Thirst Project
- Abbreviation: Thirst, TP (unofficially)
- Formation: 2008
- Founded at: Los Angeles, California, U.S.
- Type: Non-profit organization
- Legal status: Charity
- Headquarters: Los Angeles, California, U.S.
- Region served: Kingdom of eSwatini, Uganda, Kenya, El Salvador, India
- Founder: Seth Maxwell
- Key people: Seth Maxwell, Devon Jones, Evan Wesley, Luke Romick, Gina Mitzman, Emily Sagardia, Shaelle Etienne, Kristen de Guzman, Damon Brown, Sibusiso Shiba, Vincent Okeng, Luis Menjivar
- Website: thirstproject.org

= Thirst Project =

American non-profit organization

The Thirst Project is a non-profit organization whose aim is to bring safe drinking water to communities around the world where it is not immediately available. The Thirst Project raises money and builds water, sanitation, and hygiene projects in communities that do not have immediate access to safe, clean drinking water.
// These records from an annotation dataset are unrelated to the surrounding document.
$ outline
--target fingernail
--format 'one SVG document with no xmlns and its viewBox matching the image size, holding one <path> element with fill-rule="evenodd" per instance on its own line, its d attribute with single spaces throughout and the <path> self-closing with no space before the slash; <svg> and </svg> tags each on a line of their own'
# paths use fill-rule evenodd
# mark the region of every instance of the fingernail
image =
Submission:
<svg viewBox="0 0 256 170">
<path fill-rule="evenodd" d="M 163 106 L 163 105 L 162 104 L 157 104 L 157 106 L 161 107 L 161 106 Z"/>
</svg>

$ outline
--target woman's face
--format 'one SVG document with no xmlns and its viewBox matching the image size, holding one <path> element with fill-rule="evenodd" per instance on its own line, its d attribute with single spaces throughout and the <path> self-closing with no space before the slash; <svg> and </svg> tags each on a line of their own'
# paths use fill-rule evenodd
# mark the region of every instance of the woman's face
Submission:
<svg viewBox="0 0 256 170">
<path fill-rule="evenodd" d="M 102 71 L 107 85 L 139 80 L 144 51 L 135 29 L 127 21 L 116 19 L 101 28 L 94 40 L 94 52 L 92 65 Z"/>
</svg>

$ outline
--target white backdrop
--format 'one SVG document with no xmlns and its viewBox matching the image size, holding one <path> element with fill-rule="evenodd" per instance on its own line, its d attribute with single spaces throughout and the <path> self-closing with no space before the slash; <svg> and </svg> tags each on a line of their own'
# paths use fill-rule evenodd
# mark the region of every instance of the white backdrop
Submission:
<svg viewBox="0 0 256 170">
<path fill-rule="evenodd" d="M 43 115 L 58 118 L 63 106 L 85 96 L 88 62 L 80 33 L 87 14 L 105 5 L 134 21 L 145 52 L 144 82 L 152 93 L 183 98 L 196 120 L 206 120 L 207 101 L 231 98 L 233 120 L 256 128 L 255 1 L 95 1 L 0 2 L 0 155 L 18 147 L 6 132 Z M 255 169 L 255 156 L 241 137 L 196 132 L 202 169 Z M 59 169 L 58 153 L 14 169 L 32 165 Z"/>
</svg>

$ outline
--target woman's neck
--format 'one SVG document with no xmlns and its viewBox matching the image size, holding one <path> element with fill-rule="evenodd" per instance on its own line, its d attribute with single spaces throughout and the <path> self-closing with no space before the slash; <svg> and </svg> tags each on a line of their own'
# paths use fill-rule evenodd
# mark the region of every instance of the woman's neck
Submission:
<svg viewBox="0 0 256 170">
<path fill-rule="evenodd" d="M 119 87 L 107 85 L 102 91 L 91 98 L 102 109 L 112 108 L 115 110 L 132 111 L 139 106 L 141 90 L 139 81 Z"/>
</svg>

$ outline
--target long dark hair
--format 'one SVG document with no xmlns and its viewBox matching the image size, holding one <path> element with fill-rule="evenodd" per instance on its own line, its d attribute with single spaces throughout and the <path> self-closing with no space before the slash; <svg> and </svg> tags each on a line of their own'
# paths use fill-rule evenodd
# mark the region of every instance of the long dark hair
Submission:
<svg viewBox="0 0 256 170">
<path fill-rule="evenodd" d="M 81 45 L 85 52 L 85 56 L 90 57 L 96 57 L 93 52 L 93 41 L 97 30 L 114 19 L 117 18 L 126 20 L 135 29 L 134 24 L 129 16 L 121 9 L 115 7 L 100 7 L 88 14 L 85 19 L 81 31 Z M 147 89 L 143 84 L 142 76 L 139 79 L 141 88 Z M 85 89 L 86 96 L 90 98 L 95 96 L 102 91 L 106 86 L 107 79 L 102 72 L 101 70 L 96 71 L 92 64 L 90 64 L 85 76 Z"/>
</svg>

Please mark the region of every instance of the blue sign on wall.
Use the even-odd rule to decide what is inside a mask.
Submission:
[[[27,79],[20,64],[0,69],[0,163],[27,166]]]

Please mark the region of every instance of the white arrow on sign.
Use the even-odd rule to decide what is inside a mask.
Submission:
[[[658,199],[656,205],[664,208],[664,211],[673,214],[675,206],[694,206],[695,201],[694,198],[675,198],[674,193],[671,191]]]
Actors Drake Bell, Ansel Elgort, Dylan O'Brien, Jennifer Lawrence and Chyler Leigh are supporters, as were Cameron Boyce and Naya Rivera before their deaths in 2019 and 2020. Boyce alone raised over $30,000 for Thirst Project, followed by another $15,000 raised in honor of Boyce in a fundraiser organized by Adam Sandler after Boyce's death by SUDEP.

==History==
The organization was founded in 2008 in Los Angeles, by several college students who learned about the international water crisis and wanted to make a difference.

In 2012, Thirst Project pledged to bring clean water to the entire Kingdom of eSwatini by 2022.

While most of Thirst Project's efforts are focused in the Kingdom of eSwatini, they are also operating in India, Uganda, El Salvador and Kenya.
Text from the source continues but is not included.